Quando eu tinha 20 anos, os vinhos do Novo Mundo eram muito duros, rústicos. Mudei de opinião quando bebi um sauvignon blanc muito interessante. Comentei com um amigo: “sabia que o Vale do Loire tinha brancos bacanas, mas nenhum com aquela qualidade.” Aí ele disse: “você acabou de beber um vinho da Nova Zelândia.” Outro dia, eu tomei um shiraz da Austrália. Quando bebi um tannat do Uruguai, já estava tomando malbec da Argentina. Não se pode ter preconceito com vinho. Afinal, se você perguntar qual é a origem do pior vinho que bebi na vida, eu respondo: França. E qual foi o melhor? França. É muito relativo. Vinho é como um quadro, você tem de observar, se apaixonar por ele, ter uma empatia e certo afeto. Não precisa ser pintor, ou crítico de arte. Vinho é a mesma coisa.
Nariz e boca são duas ferramentas fundamentais para se apreciar bons vinhos. Em sua opinião, é preciso ter dom ou é uma questão de prática?
Existem talento e vocação. Esse é um binômio que, quando você consegue ligar um ao outro, está tudo resolvido. Inicialmente, eu tinha só vocação e nenhum talento. Fiz aquelas bobagens todas de comprar maletinhas com todos os aromas de vinho. Na verdade, não é uma coisa que tenha importância. Acho que a prática é o que te faz apurar mais o nariz e, claro, as papilas. Porque chega uma hora que você sabe exatamente o que é. Qualquer nota te diz a uva que você está tomando. Engraçado isso. O visual também é importante, mas eu fico na segunda hipótese: não foi pelo talento, mas pela prática mesmo. Tenho que confessar.
E quais são os seus vinhos preferidos?
Não tenho nenhum preconceito, mas gosto dos espumantes. Adoro champanhe e vinhos de sobremesa late harvest (colheita tardia). Gosto muito dos vinhos com a uva chamada furmint, da Hungria. Eles têm um vinho de sobremesa que é sensacional. Mas hoje em dia, eu não estou me prendendo a rótulos. Prefiro garimpar vinhos que nunca provei. Quero conhecer e beber de tudo.

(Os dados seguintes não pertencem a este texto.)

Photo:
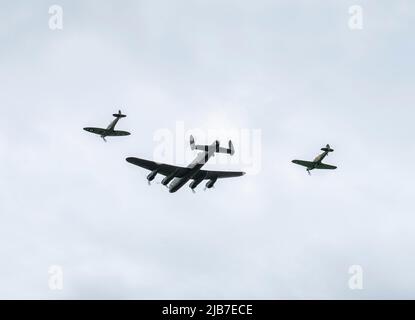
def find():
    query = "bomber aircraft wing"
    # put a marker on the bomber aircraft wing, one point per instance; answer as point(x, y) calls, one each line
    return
point(213, 175)
point(325, 166)
point(303, 163)
point(99, 131)
point(161, 168)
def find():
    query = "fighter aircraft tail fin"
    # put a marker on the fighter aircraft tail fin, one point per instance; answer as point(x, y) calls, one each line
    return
point(230, 150)
point(119, 114)
point(195, 146)
point(327, 149)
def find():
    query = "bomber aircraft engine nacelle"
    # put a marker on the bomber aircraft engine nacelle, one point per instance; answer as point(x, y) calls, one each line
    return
point(152, 175)
point(211, 183)
point(195, 183)
point(168, 179)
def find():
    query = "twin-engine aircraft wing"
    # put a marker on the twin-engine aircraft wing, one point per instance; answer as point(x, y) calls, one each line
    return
point(179, 172)
point(325, 166)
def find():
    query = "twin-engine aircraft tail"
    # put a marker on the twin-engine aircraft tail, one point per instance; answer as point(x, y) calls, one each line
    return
point(327, 149)
point(230, 150)
point(119, 115)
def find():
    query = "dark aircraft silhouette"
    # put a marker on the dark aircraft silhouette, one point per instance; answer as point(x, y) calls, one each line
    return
point(110, 132)
point(179, 176)
point(317, 162)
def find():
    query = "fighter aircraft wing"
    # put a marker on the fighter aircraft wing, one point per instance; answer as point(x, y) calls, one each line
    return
point(325, 166)
point(118, 133)
point(213, 175)
point(162, 168)
point(97, 130)
point(303, 163)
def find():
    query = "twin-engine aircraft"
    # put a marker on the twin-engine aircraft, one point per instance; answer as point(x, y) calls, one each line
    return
point(317, 162)
point(110, 131)
point(179, 176)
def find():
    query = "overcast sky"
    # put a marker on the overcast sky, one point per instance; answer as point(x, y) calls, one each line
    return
point(291, 70)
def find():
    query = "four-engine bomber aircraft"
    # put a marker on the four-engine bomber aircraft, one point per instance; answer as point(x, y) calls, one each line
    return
point(110, 132)
point(317, 162)
point(179, 176)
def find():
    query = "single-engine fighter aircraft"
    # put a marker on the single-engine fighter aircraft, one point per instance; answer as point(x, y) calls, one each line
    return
point(179, 176)
point(110, 132)
point(317, 162)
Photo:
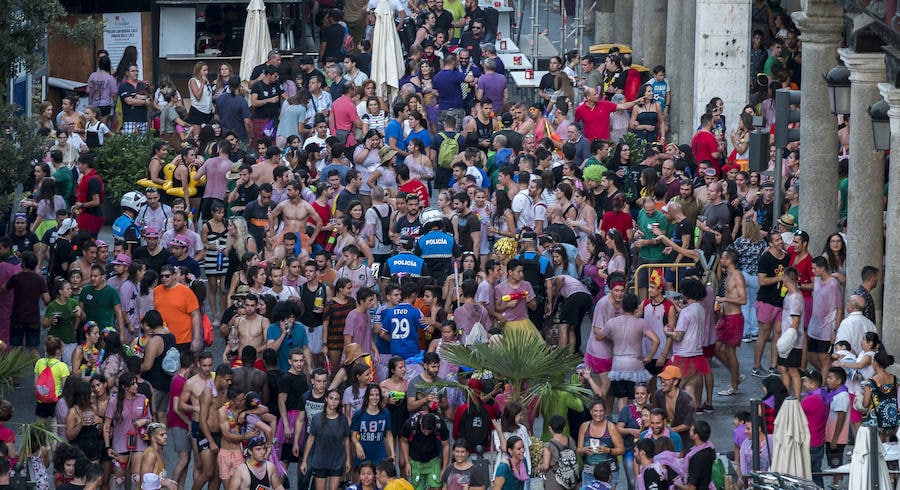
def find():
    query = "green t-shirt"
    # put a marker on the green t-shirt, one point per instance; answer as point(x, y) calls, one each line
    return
point(98, 305)
point(63, 178)
point(65, 329)
point(652, 253)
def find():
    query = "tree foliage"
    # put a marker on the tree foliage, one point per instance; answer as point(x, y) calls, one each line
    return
point(523, 360)
point(25, 28)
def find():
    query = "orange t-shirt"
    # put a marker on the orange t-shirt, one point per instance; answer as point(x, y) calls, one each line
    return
point(176, 305)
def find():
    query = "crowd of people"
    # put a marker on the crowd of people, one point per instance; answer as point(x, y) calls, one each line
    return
point(337, 242)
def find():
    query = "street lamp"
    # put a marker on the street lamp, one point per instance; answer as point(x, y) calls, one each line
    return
point(838, 80)
point(881, 125)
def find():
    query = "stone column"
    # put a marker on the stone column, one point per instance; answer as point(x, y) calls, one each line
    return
point(891, 273)
point(680, 22)
point(865, 214)
point(820, 25)
point(722, 57)
point(648, 40)
point(622, 24)
point(604, 22)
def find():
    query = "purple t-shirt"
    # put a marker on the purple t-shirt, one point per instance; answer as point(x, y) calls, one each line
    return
point(215, 169)
point(493, 85)
point(691, 321)
point(626, 333)
point(826, 301)
point(520, 311)
point(446, 83)
point(603, 312)
point(359, 328)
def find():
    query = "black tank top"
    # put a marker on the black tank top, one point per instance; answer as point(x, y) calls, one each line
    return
point(255, 482)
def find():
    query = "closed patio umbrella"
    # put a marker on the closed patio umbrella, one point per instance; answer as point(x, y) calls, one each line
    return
point(861, 475)
point(257, 41)
point(790, 451)
point(387, 55)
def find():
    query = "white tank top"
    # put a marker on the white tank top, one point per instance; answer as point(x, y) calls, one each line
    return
point(204, 103)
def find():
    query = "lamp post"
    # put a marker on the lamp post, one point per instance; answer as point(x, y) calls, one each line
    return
point(838, 81)
point(881, 125)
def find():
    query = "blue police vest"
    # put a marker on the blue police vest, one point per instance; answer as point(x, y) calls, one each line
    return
point(405, 263)
point(436, 245)
point(120, 226)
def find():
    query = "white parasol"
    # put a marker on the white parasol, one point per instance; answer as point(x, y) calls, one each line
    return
point(790, 450)
point(387, 55)
point(257, 41)
point(861, 477)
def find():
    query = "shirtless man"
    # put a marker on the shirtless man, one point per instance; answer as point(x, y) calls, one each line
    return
point(210, 438)
point(231, 456)
point(252, 326)
point(294, 213)
point(189, 403)
point(729, 328)
point(263, 172)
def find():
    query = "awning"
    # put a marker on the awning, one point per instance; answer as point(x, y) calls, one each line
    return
point(64, 84)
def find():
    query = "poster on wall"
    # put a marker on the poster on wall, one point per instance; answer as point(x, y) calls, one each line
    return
point(120, 31)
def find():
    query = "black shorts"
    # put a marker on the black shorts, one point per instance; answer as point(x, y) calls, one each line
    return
point(834, 457)
point(792, 360)
point(441, 177)
point(44, 410)
point(621, 388)
point(198, 118)
point(575, 308)
point(23, 334)
point(817, 346)
point(206, 206)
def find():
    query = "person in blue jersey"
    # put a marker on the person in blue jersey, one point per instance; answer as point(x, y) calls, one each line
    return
point(125, 230)
point(405, 263)
point(403, 323)
point(436, 246)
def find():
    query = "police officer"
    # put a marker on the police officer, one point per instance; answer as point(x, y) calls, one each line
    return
point(125, 230)
point(405, 263)
point(436, 246)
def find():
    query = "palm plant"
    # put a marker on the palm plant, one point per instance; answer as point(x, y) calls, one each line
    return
point(522, 360)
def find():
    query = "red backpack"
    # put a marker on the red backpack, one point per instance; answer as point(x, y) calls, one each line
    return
point(45, 385)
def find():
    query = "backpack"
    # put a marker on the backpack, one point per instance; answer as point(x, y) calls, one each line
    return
point(448, 150)
point(385, 226)
point(45, 385)
point(347, 43)
point(475, 425)
point(884, 397)
point(171, 360)
point(566, 472)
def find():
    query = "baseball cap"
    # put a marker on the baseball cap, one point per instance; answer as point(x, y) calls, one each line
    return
point(670, 372)
point(67, 225)
point(179, 241)
point(122, 259)
point(151, 232)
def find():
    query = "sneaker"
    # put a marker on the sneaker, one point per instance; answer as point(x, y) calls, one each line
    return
point(729, 392)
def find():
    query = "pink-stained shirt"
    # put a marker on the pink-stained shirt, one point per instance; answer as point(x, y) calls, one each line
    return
point(359, 327)
point(626, 333)
point(691, 321)
point(520, 311)
point(603, 312)
point(215, 169)
point(344, 113)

Quais são os pré-requisitos para um vinho fazer parte de sua adega?
Na verdade, eu não tenho nenhum critério. Até porque eu ganho muito vinho de presente. Como eu tenho uma agência de propaganda, já tive alguns clientes que são grandes importadores. Muitas vezes, não por mim, mas porque fazíamos veiculações em tevê e ficava muito caro, muitos perguntavam: posso pagar uma parte em mercadoria? Era tudo que eu queria ouvir. Por isso fiquei com essa adega com quase 4.500 rótulos. Eu tenho separado: Bordeaux, Borgonha e Novo Mundo, eu tenho todos os países. Eu tenho uns que são superlativos, mas com essa idade agora estou bebendo tudo (risos).
Recentemente, diversas personalidades têm investido em seus próprios vinhos, como Brad Pitt, Antonio Banderas e até a banda AC/DC. Já pensou na possibilidade de produzir o seu rótulo? Caso sim, como seria?

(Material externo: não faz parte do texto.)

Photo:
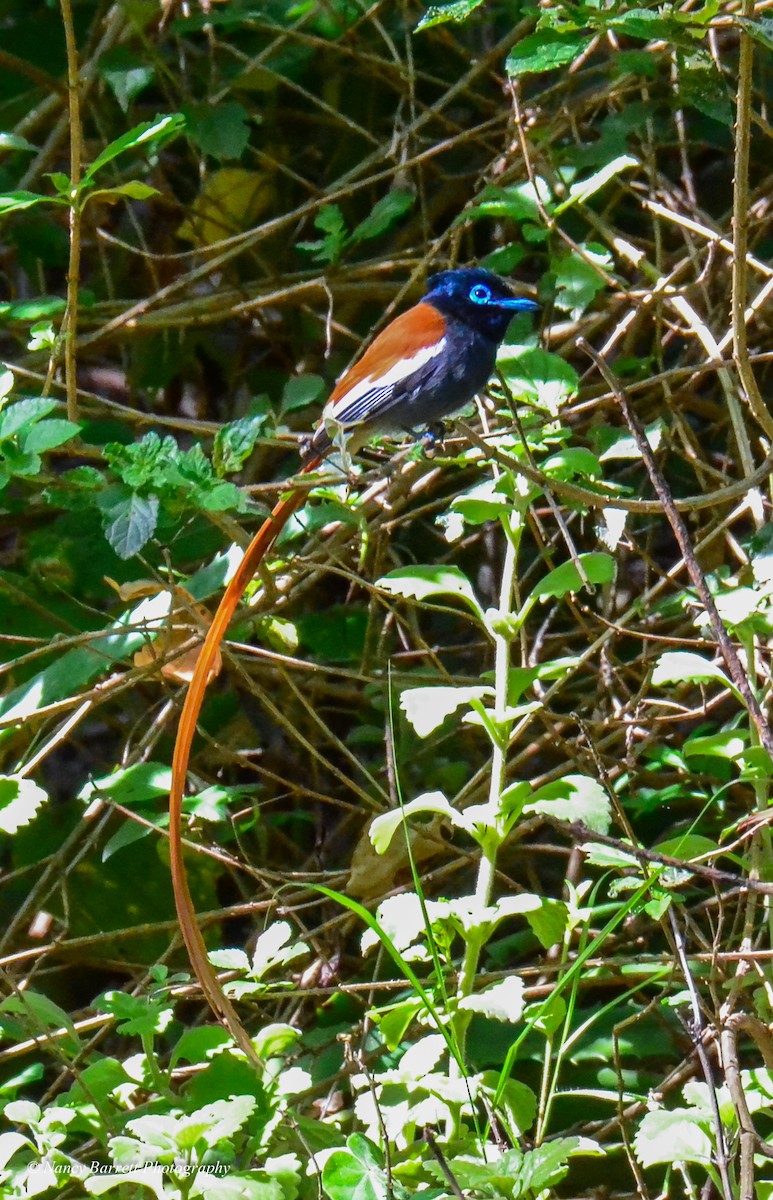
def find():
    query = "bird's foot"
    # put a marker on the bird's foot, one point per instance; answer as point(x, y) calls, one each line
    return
point(430, 439)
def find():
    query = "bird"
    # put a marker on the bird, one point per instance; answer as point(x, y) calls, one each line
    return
point(424, 366)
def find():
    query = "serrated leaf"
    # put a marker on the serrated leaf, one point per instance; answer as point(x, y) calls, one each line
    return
point(426, 708)
point(384, 827)
point(219, 130)
point(598, 567)
point(457, 11)
point(684, 666)
point(727, 744)
point(545, 51)
point(24, 412)
point(502, 1001)
point(587, 187)
point(383, 215)
point(126, 75)
point(538, 376)
point(426, 582)
point(672, 1135)
point(577, 281)
point(49, 435)
point(574, 798)
point(357, 1173)
point(19, 802)
point(132, 523)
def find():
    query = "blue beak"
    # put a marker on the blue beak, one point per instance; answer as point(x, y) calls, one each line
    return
point(519, 304)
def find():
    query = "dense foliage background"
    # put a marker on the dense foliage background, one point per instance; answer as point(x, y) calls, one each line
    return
point(545, 967)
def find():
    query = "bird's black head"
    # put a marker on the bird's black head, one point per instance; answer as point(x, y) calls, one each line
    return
point(478, 298)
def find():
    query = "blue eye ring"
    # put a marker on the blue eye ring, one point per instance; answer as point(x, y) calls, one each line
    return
point(480, 294)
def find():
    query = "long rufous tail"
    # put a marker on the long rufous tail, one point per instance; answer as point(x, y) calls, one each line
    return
point(256, 552)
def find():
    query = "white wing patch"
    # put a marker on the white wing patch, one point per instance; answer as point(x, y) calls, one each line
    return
point(367, 395)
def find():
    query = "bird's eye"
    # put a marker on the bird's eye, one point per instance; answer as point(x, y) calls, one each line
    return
point(480, 294)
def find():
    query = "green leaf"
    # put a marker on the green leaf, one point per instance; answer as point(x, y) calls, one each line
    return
point(16, 142)
point(538, 377)
point(598, 567)
point(615, 443)
point(545, 51)
point(646, 24)
point(19, 802)
point(136, 1015)
point(125, 73)
point(131, 523)
point(162, 129)
point(35, 310)
point(724, 744)
point(383, 215)
point(502, 1001)
point(426, 708)
point(219, 130)
point(585, 189)
point(61, 183)
point(357, 1173)
point(16, 417)
point(574, 798)
point(701, 85)
point(48, 435)
point(384, 827)
point(571, 462)
point(577, 282)
point(426, 582)
point(547, 1164)
point(10, 202)
point(672, 1135)
point(684, 666)
point(234, 443)
point(457, 11)
point(300, 391)
point(133, 189)
point(131, 785)
point(519, 203)
point(328, 249)
point(516, 1102)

Não. Dá um trabalho danado. Eu tenho amigos que tem vinícola no Brasil há 100 anos e luta com uma dificuldade terrível. Claro que vão bem, mas até chegar nesse ponto, você não tem ideia do sofrimento. Vinho é uma coisa que você não emplaca de um dia para outro. Até o vinho pegar eu teria morrido.
Se pudesse escolher, quais foram os vinhos mais marcantes de sua vida?
Bebi tantos vinhos bons na minha vida. Um que bebi há muito tempo na casa de um amigo foi o Van de Victoire Dom Rothschild Garanciere 1945. Absolutamente impecável. Estava inteiro, vivo. O último que tomei, tomei hoje, inclusive (no dia de seu aniversário de 70 anos), Mouton Rothschild 1990. Um dos melhores Bordeaux que bebi na minha vida. Mas existe um hábito na minha família: quando o filho nasce, você compra um vinho do Porto da safra daquele ano. Os vinhos eu fui tomando junto com eles. Não são coisas excepcionais, mas esse ritual é algo emblemático em minha vida.